Jonathan Isaby: Any grant given to a body would have to be something where you have to account for how it is spent, so it is a grant in that sense.
Q 207 But are you aware of any grants?
Jonathan Isaby: It depends whether we are disagreeing about the definition of “grant”. I am talking about money being given to trade unions from these bodies.
Q 208 So you are not referring to grants. Can we move on to your big bugbear of the afternoon, which is facility time? You seem to have a real problem with that. Would you accept that any agreements on facility time are made directly between employers or their representatives and employees or their representatives?
Jonathan Isaby: Yes.
Q 209 That is therefore working in both people’s interests. The employer, whether it be public sector or anyone else, and the employee or their representative body, the trade union, are happy and come to that agreement freely, without anyone putting pressure on them to do so. They want to make that agreement because they think it works in both people’s interests.

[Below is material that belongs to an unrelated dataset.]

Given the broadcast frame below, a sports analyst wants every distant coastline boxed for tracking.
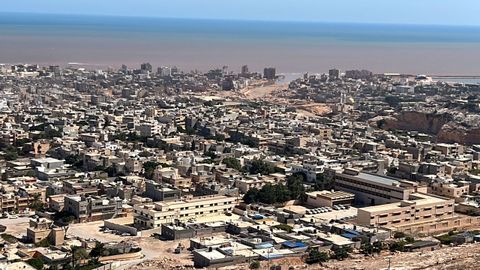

Jonathan Isaby: It may well work in both people’s interests, but at what cost? An important point to raise—
Q 210 No, I am asking whether you would agree that that is the situation.
Jonathan Isaby: Clearly it is agreed by both sides, but I should point out that the amount spent in the public sector on facility time is three and a half times the amount in the private sector. There is clearly an imbalance there. We have always said that we should be seeking to get the amount spent by the public sector in the same proportion as it is in the private sector.
Well, all I can say is that my anecdotal evidence—actually, most of what you are talking about is anecdotal evidence—as a trade union official for 12 years is that there are as many people on full-time or partial release in the private sector as there are in the public sector. That is my experience. I cannot back it up with factual information, but you cannot back up what you are saying with factual information.